People with an ounce of sense will know that this is pretty much meaningless. Enron could be revived as a corporate entity if done within the confines of the law—why would FTX be different? Further, why would you want to? FTX doesn’t possess any special sauce (as we all know now), it doesn’t have any sort of reputation worth trading on, and its assets are going to be liquidated (read that last part again).
In other words, you’d probably be better off starting a new exchange from scratch.
People with less than an ounce, however, smell opportunity.
The thinking goes that if FTX is back, then the legions of HODLers will be back as well, and business will resume as usual and FTT will trade up in the $70 range again. This, however, isn’t how things go.
Page 6 of FTX’s Chapter 11 Plan of Reorganization makes it clear that FTT holders are being lumped in with equity investors, which is a bad place to be in a bankruptcy. Essentially, you’re last in line.
Perhaps some confusion has arisen around the idea of the Effective Date (which is the date on which all obligations to debtors have been satisfied)—perhaps these buyers believe the Effective Date is in the past? And that any new holders of FTT won’t be subject to liquidation? I don’t know. Most likely they’ve just read Gensler’s comments and come down with another bout of To-The-Moon-itis.
What will happen—or is most likely to happen by an overwhelming margin—is that these holders will be wiped out. It’s what is stated above, after all.

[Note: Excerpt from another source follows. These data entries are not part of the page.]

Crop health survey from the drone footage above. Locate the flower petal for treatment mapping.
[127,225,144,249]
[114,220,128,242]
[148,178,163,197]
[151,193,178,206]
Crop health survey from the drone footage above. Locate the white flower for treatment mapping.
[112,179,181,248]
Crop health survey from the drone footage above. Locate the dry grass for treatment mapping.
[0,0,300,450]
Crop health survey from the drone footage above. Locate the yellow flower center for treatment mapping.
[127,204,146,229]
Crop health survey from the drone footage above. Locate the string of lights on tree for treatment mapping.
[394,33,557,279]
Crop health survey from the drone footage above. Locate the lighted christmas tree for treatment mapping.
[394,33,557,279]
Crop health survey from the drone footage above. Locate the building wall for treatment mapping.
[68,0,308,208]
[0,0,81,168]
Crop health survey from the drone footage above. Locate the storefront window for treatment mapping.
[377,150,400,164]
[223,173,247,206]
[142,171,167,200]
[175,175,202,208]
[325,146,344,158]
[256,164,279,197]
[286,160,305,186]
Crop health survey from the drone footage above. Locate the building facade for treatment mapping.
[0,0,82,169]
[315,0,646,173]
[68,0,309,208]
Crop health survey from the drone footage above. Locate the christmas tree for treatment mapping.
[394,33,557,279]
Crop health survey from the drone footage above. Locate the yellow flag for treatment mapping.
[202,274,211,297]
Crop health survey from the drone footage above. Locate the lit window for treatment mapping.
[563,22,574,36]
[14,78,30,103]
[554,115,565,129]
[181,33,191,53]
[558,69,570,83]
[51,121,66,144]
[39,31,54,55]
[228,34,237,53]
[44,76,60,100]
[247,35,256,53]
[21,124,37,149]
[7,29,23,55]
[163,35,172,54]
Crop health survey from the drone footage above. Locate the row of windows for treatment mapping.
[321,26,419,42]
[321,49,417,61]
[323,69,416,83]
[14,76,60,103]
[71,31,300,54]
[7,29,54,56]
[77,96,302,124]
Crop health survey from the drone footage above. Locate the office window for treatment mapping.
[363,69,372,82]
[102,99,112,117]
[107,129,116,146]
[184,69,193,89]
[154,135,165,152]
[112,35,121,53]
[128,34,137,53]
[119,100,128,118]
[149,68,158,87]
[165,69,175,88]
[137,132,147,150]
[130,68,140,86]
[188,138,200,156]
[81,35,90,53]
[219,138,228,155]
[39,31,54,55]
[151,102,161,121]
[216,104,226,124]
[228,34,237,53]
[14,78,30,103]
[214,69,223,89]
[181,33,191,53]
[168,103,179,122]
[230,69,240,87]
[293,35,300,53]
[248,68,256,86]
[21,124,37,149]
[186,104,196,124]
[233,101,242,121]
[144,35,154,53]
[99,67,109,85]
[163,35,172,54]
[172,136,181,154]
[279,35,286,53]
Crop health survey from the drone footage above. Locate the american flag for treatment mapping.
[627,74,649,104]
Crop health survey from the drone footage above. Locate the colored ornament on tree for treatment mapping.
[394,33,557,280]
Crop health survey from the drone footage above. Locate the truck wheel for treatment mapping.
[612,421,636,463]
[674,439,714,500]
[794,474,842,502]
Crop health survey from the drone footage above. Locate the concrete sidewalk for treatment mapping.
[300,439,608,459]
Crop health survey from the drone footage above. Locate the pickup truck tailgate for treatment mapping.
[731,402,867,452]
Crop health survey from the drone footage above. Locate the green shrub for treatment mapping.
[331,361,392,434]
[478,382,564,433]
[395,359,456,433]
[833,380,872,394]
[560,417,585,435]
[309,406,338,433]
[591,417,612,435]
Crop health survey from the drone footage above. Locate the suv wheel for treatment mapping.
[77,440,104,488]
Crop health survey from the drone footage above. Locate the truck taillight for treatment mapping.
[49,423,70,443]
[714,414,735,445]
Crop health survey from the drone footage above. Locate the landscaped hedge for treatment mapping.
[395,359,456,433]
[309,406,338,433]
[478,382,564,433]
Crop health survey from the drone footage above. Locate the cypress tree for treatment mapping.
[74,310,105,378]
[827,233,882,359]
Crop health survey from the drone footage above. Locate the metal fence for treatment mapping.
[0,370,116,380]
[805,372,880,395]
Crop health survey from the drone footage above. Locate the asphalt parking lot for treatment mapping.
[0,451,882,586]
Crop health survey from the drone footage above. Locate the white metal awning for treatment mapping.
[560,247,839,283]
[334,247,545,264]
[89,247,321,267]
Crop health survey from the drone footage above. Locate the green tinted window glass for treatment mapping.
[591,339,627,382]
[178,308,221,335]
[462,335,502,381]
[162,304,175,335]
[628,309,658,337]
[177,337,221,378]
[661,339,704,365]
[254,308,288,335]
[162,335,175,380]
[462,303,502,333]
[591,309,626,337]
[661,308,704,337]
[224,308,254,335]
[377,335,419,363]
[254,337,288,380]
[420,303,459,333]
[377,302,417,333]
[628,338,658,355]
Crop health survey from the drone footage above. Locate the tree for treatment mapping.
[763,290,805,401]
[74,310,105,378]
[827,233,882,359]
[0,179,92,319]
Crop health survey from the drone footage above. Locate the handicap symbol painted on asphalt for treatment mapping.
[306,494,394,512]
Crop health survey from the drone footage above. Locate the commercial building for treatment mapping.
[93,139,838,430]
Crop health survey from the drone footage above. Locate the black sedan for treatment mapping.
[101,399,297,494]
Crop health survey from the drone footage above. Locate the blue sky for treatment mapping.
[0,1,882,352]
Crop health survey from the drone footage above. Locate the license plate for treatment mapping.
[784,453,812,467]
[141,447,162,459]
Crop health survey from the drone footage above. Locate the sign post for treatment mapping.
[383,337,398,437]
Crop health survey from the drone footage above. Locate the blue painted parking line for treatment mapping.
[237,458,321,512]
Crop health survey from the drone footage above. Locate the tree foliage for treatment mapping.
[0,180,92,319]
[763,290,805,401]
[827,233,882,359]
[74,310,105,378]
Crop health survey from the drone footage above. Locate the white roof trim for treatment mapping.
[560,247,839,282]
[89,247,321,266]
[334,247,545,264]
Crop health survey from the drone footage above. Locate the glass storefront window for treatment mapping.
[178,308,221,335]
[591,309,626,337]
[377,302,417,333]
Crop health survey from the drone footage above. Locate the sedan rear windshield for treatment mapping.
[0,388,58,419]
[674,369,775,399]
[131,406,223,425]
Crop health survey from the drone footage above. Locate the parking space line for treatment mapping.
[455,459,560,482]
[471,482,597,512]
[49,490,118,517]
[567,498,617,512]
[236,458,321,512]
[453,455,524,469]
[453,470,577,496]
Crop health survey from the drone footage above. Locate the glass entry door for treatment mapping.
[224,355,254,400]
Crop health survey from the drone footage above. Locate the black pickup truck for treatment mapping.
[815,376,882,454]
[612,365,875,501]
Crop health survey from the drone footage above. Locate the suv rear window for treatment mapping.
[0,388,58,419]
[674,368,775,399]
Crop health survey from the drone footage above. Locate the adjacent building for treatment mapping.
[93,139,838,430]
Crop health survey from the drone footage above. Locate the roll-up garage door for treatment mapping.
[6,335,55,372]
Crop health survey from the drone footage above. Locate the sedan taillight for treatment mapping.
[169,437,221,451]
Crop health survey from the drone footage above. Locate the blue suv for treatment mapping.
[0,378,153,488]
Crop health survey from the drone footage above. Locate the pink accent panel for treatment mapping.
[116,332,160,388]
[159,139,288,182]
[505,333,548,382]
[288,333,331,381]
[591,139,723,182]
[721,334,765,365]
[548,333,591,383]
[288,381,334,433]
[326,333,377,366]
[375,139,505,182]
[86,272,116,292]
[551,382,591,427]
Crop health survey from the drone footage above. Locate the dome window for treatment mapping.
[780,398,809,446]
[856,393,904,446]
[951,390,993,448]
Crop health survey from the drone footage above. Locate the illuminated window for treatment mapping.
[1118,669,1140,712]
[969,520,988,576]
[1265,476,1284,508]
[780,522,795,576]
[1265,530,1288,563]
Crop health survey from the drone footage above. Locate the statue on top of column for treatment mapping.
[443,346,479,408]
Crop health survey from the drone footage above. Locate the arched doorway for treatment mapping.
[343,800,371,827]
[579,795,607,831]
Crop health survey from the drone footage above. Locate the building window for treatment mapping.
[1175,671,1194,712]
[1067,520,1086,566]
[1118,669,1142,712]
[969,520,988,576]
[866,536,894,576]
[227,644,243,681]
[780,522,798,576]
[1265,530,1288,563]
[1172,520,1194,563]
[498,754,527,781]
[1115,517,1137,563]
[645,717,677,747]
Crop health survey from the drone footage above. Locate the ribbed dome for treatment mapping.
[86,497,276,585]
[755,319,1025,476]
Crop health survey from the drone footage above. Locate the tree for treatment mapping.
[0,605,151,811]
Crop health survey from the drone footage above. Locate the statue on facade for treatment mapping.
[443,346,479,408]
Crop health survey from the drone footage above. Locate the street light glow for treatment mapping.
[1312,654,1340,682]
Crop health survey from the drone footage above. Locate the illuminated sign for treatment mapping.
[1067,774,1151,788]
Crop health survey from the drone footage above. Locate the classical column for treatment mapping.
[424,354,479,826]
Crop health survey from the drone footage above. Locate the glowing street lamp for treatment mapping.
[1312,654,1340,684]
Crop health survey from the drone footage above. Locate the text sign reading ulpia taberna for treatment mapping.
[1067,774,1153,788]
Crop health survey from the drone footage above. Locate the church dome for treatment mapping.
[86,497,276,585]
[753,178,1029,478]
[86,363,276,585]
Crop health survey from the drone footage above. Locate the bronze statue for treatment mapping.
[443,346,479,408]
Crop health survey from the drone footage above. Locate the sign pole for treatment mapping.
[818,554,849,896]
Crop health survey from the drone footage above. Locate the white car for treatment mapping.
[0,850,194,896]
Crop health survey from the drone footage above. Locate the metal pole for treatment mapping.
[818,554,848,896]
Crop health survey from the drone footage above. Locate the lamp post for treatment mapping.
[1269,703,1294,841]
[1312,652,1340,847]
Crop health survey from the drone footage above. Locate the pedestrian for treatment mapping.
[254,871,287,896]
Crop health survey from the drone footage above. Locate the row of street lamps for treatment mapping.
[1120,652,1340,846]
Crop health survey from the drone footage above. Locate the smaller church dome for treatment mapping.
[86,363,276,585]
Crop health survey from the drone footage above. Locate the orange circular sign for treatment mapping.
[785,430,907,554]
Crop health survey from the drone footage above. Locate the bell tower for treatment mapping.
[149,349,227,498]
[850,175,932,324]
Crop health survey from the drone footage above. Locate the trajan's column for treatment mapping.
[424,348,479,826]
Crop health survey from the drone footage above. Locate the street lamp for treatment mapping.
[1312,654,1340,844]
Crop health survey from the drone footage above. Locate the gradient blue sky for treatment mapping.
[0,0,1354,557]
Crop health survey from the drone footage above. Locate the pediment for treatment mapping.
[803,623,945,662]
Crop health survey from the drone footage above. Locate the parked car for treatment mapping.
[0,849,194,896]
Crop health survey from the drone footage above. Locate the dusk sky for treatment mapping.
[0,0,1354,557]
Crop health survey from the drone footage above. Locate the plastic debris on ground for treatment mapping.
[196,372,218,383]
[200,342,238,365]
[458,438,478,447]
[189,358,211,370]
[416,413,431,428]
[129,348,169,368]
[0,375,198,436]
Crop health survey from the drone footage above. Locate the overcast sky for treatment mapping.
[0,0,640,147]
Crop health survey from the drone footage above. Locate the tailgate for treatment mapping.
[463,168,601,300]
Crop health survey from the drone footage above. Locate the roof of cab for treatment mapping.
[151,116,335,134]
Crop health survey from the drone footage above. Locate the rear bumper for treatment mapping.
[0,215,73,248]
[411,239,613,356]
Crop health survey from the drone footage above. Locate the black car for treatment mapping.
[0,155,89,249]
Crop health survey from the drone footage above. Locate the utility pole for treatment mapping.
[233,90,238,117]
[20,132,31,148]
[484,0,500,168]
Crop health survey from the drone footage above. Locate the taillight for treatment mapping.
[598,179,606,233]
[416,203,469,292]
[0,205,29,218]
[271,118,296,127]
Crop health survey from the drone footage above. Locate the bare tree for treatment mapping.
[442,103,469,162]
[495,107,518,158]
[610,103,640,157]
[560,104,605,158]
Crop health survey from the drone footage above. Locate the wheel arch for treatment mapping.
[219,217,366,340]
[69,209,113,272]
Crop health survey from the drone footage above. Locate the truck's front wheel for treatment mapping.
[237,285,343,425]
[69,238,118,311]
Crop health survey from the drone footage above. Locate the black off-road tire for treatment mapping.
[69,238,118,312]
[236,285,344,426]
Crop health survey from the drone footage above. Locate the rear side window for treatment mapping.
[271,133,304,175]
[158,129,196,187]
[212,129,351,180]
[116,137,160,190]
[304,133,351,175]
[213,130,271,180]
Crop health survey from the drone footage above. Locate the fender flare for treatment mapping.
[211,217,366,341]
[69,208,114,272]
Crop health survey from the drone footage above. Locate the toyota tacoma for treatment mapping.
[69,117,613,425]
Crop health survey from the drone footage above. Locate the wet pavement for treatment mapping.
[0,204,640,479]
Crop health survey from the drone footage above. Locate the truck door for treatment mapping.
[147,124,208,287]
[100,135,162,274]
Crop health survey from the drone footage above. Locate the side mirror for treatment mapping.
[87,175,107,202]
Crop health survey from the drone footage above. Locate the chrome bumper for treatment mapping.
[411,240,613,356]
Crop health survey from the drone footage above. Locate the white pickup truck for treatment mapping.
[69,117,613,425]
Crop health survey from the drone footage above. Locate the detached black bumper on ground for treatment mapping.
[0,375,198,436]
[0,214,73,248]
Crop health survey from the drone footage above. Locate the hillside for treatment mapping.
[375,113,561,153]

For the nail in the coffin on what will happen to FTT, consider the following from Page 28 of the Plan of Reorganization:
No Holder of a FTT Claim shall receive any Distributions on account of its FTT Claim. On and after the Effective Date, all FTT Claims shall be canceled, released and extinguished and shall be of no further force and effect, whether surrendered for cancelation or otherwise.
That’s about as plain as it gets. FTT holders are in all likelihood going to get zero—nothing, nada, zilch.
Now, is there some universe where the debtors are satisfied and FTT holders are restored? Sure. But that’s not our universe. The virtual certainty in this case is that FTT holders will wake up one day to see a $0 balance in their accounts, and that will be that. Of course, we’ll hear about it on Twitter (ugh, X) endlessly, but what else is new?
Disclaimer—I am not a lawyer and nothing in this post is legal or investment advice. Do your own research. This is a work of opinion.
though, of course, it’s not likely that much of the coin could be liquidated for $4—there are only so many rubes out there.